When the test turns green, do not lock in the verdict immediately — keep reading the remaining suspects to confirm none of them is a stronger explanation. Settling on the first green fix is how a wrong fix gets shipped; only commit once no better candidate surfaces.

When the current candidate set is exhausted without green, broaden it (next-ranked files, infrastructure) and iterate again — up to three rounds. After the third round without convergence, or when candidates are exhausted, mark the failure as Unresolved with a Conclusion listing the suspects analyzed, attempts made, what each changed about the failure, and the most plausible remaining lead. Run the cleanup in Restore the Portal and exit.

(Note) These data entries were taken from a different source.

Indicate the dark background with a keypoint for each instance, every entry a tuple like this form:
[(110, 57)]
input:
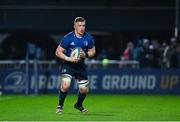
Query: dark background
[(113, 23)]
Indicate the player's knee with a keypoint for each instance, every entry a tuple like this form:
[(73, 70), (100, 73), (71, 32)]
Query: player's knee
[(65, 82), (83, 86), (84, 90)]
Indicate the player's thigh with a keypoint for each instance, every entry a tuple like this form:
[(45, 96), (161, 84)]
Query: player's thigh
[(65, 81), (66, 77), (82, 81)]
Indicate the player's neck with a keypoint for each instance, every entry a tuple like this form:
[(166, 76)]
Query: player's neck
[(78, 35)]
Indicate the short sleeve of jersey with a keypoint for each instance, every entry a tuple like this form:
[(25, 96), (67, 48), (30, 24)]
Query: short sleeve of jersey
[(91, 42), (64, 42)]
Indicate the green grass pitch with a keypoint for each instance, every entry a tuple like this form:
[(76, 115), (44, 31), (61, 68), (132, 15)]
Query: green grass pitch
[(101, 108)]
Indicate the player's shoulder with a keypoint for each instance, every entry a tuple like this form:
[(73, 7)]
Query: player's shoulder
[(88, 35), (69, 35)]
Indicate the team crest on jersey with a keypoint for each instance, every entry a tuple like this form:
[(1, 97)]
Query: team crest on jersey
[(85, 43)]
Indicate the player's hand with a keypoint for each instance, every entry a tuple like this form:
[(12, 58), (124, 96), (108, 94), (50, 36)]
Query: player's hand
[(74, 59), (82, 54)]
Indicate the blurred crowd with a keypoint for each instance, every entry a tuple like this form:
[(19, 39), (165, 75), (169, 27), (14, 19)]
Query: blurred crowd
[(149, 53)]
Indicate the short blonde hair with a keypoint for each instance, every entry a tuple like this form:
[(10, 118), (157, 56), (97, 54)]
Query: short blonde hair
[(79, 19)]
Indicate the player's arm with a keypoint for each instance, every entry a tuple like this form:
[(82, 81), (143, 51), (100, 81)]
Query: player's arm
[(60, 54), (90, 53)]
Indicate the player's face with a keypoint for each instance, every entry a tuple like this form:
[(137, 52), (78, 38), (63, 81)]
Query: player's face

Once the verdict is locked in (only ever after a green local run — never commit or open a PR otherwise), record the offending commit (short SHA + subject) and one sentence explaining how it broke the test — reused in the PR body's Root Cause section (see Pull Request).

Restore the Portal

This step is idempotent: the portal must end the run in the same state it started — Tomcat running with the original portal-ext.properties loaded.

When Set Feature Flags changed <bundles>/portal-ext.properties, restore the snapshot and bounce Tomcat to pick the original properties back up.

When Set Feature Flags was skipped because the test does not need flag changes, Tomcat keeps running untouched and there is nothing to do.